The European press has noticed the sum and substance of the Republican presidential candidates, leaving it both dismayed and amused. As Der Spiegel laments:
It's horrifying because these eight so-called, would-be candidates are eagerly ruining not only their own reputations and that of their party, the party of Lincoln lore. Worse: They're ruining the reputation of the United States...They lie. They cheat. They exaggerate. They bluster. They say one idiotic, ignorant, outrageous thing after another. They've shown such stark lack of knowledge -- political, economic, geographic, historical -- that they make George W. Bush look like Einstein and even cause their fellow Republicans to cringe.
The December 16 edition of The Week (print version), in an article entitled "The GOP makes a virtue of ignorance," summarizes European views. In addition to Der Spiegel, it references Lorraine Millot, of the Paris Liberation, who observes that the only Republican candidate who is relatively well-versed in diplomacy, John Huntsman, is also completely out of contention. This is not a coincidence. The others "careen to extreme positions that include starting new wars and abandoning old allies." Herman Cain tried to make a virtue of his ignorance of foreign affairs, which apparently sat well with millions of Republican voters.
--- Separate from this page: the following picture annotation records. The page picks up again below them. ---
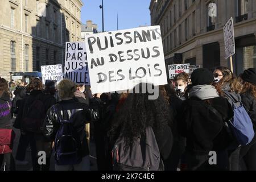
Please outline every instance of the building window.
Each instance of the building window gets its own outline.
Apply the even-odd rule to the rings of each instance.
[[[181,1],[179,0],[179,18],[181,16]]]
[[[49,26],[46,24],[46,39],[48,40],[49,39]]]
[[[248,19],[248,0],[237,0],[238,16],[236,17],[237,23]]]
[[[56,28],[53,28],[53,39],[54,39],[54,42],[57,42],[57,29]]]
[[[14,41],[11,41],[11,54],[15,54],[15,42]]]
[[[184,3],[185,6],[185,10],[186,11],[188,9],[188,0],[184,0]]]
[[[25,71],[28,72],[28,63],[29,61],[28,59],[25,60]]]
[[[25,71],[28,71],[28,48],[29,45],[25,44]]]
[[[172,27],[172,14],[171,14],[171,13],[172,13],[172,11],[170,11],[170,15],[169,15],[169,17],[170,17],[170,27],[171,28]]]
[[[28,56],[28,44],[25,44],[25,56]]]
[[[37,71],[40,72],[40,47],[36,47],[36,69]]]
[[[170,49],[171,50],[172,49],[172,34],[171,33],[170,35]]]
[[[196,35],[196,28],[195,28],[195,19],[196,19],[196,11],[193,11],[192,14],[192,34],[193,36]]]
[[[188,40],[188,19],[185,19],[185,41]]]
[[[27,32],[27,16],[28,15],[25,14],[25,32]]]
[[[53,64],[57,64],[57,51],[53,52]]]
[[[48,18],[48,6],[46,6],[46,18]]]
[[[36,14],[38,14],[38,9],[39,6],[39,0],[36,0]]]
[[[238,15],[248,14],[248,0],[238,0]]]
[[[177,31],[175,30],[174,30],[174,47],[176,47],[176,43],[177,43]]]
[[[15,42],[11,41],[11,71],[16,71]]]
[[[176,5],[174,6],[174,23],[176,22]]]
[[[182,35],[181,35],[181,24],[179,26],[179,44],[181,44]]]
[[[54,17],[53,17],[53,18],[54,18],[54,22],[57,22],[57,12],[55,11],[55,10],[54,10]]]
[[[11,27],[14,28],[14,11],[15,10],[13,8],[11,8]]]
[[[212,7],[210,7],[210,5],[212,5]],[[216,21],[216,16],[214,16],[216,14],[216,6],[214,2],[210,2],[208,5],[207,5],[207,20],[208,20],[208,26],[207,26],[207,31],[210,31],[215,29],[215,21]],[[210,12],[209,12],[210,11]],[[210,16],[210,15],[211,15]]]
[[[36,20],[36,35],[40,36],[40,21]]]
[[[46,65],[49,65],[49,49],[46,49]]]

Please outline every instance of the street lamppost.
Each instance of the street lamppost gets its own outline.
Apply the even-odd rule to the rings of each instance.
[[[102,9],[102,32],[104,32],[104,7],[103,6],[103,0],[102,5],[100,5],[100,8]]]

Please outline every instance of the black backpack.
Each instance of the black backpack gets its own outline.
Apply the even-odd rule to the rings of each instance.
[[[46,111],[42,94],[35,97],[32,103],[27,100],[24,105],[22,128],[26,131],[41,133],[41,127],[46,117]]]
[[[53,107],[60,123],[54,144],[56,163],[59,166],[79,164],[82,160],[79,154],[81,140],[78,132],[73,127],[72,121],[75,110],[72,110],[69,120],[63,120],[59,115],[56,106]]]
[[[124,150],[125,140],[119,137],[112,150],[114,171],[160,171],[164,169],[154,131],[146,129],[145,138],[134,138],[132,147]]]

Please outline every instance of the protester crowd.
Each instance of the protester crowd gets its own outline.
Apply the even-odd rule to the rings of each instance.
[[[152,100],[148,93],[92,95],[88,85],[68,80],[43,84],[0,78],[5,170],[28,165],[28,147],[34,171],[49,171],[51,162],[57,171],[90,170],[88,123],[100,171],[256,170],[255,68],[237,77],[222,67],[183,73]],[[13,127],[20,131],[15,156]],[[45,164],[38,162],[40,151]]]

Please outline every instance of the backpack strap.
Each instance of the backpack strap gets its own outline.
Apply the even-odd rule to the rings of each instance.
[[[214,107],[212,106],[212,105],[204,101],[202,102],[202,105],[204,105],[208,109],[210,110],[213,114],[214,114],[217,117],[218,117],[221,120],[224,120],[224,118],[221,117],[222,115]]]

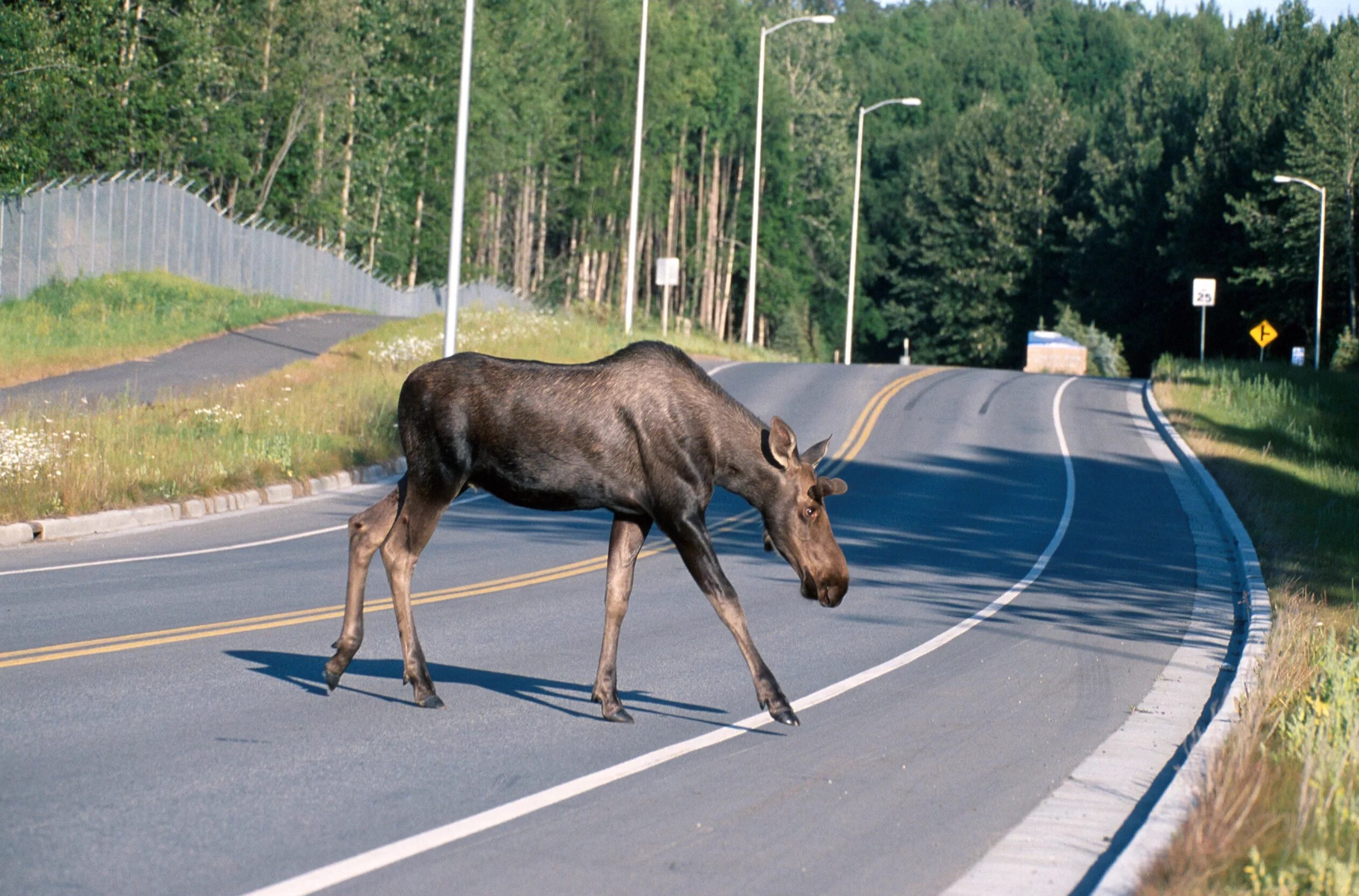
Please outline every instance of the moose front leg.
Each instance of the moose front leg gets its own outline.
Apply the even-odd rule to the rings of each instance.
[[[616,514],[609,533],[609,571],[605,585],[603,646],[599,649],[599,670],[590,699],[599,704],[609,722],[631,722],[632,715],[618,700],[618,630],[628,612],[632,594],[632,570],[637,552],[651,532],[651,519]]]
[[[453,489],[453,494],[457,491]],[[397,519],[387,540],[382,542],[382,563],[387,567],[391,606],[397,613],[397,631],[401,635],[401,678],[414,687],[416,706],[427,710],[443,707],[443,700],[434,692],[434,680],[429,677],[424,650],[420,647],[420,636],[416,635],[416,620],[410,612],[410,575],[414,572],[420,552],[429,544],[429,536],[439,525],[439,517],[448,506],[448,500],[451,498],[428,495],[414,483],[408,483]]]
[[[712,538],[708,536],[701,513],[681,519],[669,534],[675,547],[680,548],[680,556],[689,568],[689,575],[703,589],[712,609],[718,610],[718,616],[727,625],[731,636],[737,639],[741,655],[746,658],[750,677],[756,683],[756,696],[760,699],[760,706],[769,710],[769,715],[776,722],[798,725],[798,714],[792,711],[788,697],[783,695],[773,673],[769,672],[769,666],[756,650],[750,630],[746,628],[746,613],[741,609],[737,590],[731,587],[731,582],[722,571],[722,564],[718,563],[718,553],[712,549]]]

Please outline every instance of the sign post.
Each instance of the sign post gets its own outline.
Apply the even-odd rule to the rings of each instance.
[[[1203,347],[1208,333],[1208,309],[1218,300],[1218,281],[1212,277],[1195,277],[1193,305],[1200,309],[1199,318],[1199,363],[1203,363]]]
[[[670,287],[680,286],[680,260],[656,258],[656,286],[660,287],[660,336],[670,332]]]
[[[1260,363],[1263,364],[1265,362],[1265,345],[1279,339],[1279,330],[1269,321],[1260,321],[1250,328],[1250,339],[1256,340],[1256,345],[1260,347]]]

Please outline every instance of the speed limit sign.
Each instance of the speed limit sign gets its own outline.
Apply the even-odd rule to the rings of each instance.
[[[1218,281],[1212,277],[1195,277],[1193,306],[1211,309],[1218,300]]]

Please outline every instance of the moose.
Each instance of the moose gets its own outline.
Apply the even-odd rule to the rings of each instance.
[[[844,494],[845,483],[815,473],[830,439],[799,454],[783,420],[765,427],[688,355],[654,341],[584,364],[473,352],[429,362],[401,386],[397,426],[405,475],[349,519],[344,625],[325,668],[332,691],[363,640],[364,583],[381,549],[401,634],[402,683],[414,687],[417,706],[443,706],[416,636],[410,575],[444,509],[476,487],[522,507],[613,513],[603,647],[591,693],[605,719],[632,721],[618,700],[618,631],[637,553],[655,523],[737,639],[760,706],[798,725],[746,630],[704,513],[715,484],[745,498],[764,518],[765,549],[794,568],[802,596],[837,606],[849,570],[825,499]]]

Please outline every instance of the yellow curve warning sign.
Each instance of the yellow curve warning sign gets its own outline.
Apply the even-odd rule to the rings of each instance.
[[[1273,328],[1269,321],[1260,321],[1250,330],[1250,339],[1256,340],[1256,345],[1264,348],[1269,343],[1279,339],[1279,330]]]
It was charges of adultery, not laughable ignorance of the world, that ended his campaign.

Max Hastings, of the London Daily Mail, notes that throughout much of red state America, you are viewed suspiciously as an elitist if you show interest in science or the world beyond America. "Say what you want about British politics, no MP of any party would dare to offer themselves as town dogcatcher while knowing as little about the world as the Republican presidential candidates...The American political system has seldom, if ever, looked so inadequate."

Finally, Matthew Norman of the London Independent predicts that Mitt Romney will eventually win the nomination even if he is "the slimiest, phoniest opportunist to run for president since...well, ever." And that is because Newt Gingrich is so widely despised.

We'll see about whether Romney does in fact prevail. But it is too early to count out Gingrich, though even he seems to be peaking, pretty much on the same timeline as the rest of them. Republican primary voters are the reddest of the red, but even they seem discomfited by this crowd.